In the getting started of Spark Connector steps for setting Couchbase RDD as follows:
// Configure Spark
val cfg = new SparkConf()
.setAppName(“couchbaseQuickstart”) // give your app a name
.setMaster(“local[*]”) // set the master to local for easy experimenting
.set(“com.couchbase.bucket.travel-sample”, “”) // open the travel-sample bucket instead of “default”
// .set(“com.couchbase.nodes”, “127.0.0.1”) // ; separated list of bootstrap nodes, 127.0.0.1 is the default
// Generate The Context
val sc = new SparkContext(cfg)
Let’s assume I’d like to read documents from ‘default’ and ‘travel-sample’.
What can I write my code for the above purpose ?

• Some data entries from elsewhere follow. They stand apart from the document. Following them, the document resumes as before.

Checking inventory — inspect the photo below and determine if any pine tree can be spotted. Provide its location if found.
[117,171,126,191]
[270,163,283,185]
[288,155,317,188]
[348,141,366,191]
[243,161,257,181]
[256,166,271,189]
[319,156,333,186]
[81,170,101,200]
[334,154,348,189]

You should be able to add another bucket and then refer to it by name after that. @daschl is going to update the Spark Samples to include an example of this. In the meantime, here’s a starter hint based on the KV sample
object KeyValueExample {
def main(args: Array[String]): Unit = {
// Configure Spark
val cfg = new SparkConf()
.setAppName("keyValueExample")
.setMaster("local[*]")
.set("com.couchbase.bucket.travel-sample", "")
.set("com.couchbase.bucket.beer-sample", "foo") //Adds a second bucket name with bucket password foo
// Generate The Context
val sc = new SparkContext(cfg)
sc
.parallelize(Seq("airline_10123", "airline_10748")) // Define Document IDs
.couchbaseGet[JsonDocument](bucketName = "travel-sample") // Set the bucket name explicitly (you can leave blank if only one bucket)
.map(_.content()) // extract the content
.collect() // collect all data
.foreach(println) // print it out
}
}
One quick note: if you open more than one bucket and forget to set the bucket name explicitly you’ll get an exception pretty quickly since it will tell you the bucket name is ambiguous and its not able to choose one
The following is the code for opening both the buckets. SparkSession sparkSession = SparkSession.builder().config(conf) .config("spark.couchbase.bucket.incrementaldata", "") .config("spark.couchbase.bucket.basedata","").getOrCreate();
Below is the code for accessing the needed bucket EqualTo bucket = new EqualTo("bucketName","basedata"); EqualTo type = new EqualTo("type","custom");
And filters = new And(bucket, type); return couchbaseReader(sparkSession.sqlContext().read()).couchbase(filters);
However, when the code is executed only the incremental data bucket opens even after specifying the bucket as basedata.
@neeleshkumar_mannur I think you’re messing up some concepts here. The type is correctly in the filter but the bucketName is not part of the filter (unless its part of the JSON document structure too which I don’t think is the case).
You need to provide the bucket name as an “option” with the key “bucket”.
@daschl My bad. I forgot to open both buckets. I am able to query the respective buckets now. Sorry for the inconvenience. Thanks for helping out. And if possible, please update Java code examples for such cases also.
Finally, just wanted to know how can I increase the timeout interval when opening the bucket in Spark.
@neeleshkumar_mannur changing the bucket timeout with spark only really works by setting a system property “com.couchbase.connectTimeout” in milliseconds. There is “spark.driver.extraJavaOptions” as well as “–driver-java-options” available in spark to do so I think, according to Configuration - Spark 3.5.1 Documentation
While running for reading the data it worked seamlessly with the code below. with one bucket in the config.
.config(“com.couchbase.bucket.B1”, “”)
val ref_qry1=""“select * from employee limit 10"”"
val df= spark.read.json(sc.couchbaseQuery(N1qlQuery.simple(ref_qry1)).map(_.value.toString()))
df,show(false)
I am facing issue while persisting the dataframe to couchbase. For that I have to keep all the buckets I am persisting to in the config. otherwise below method is not able to recognize bucket but If I add more than 1 bucket in configuration read data will fail if not write will fail.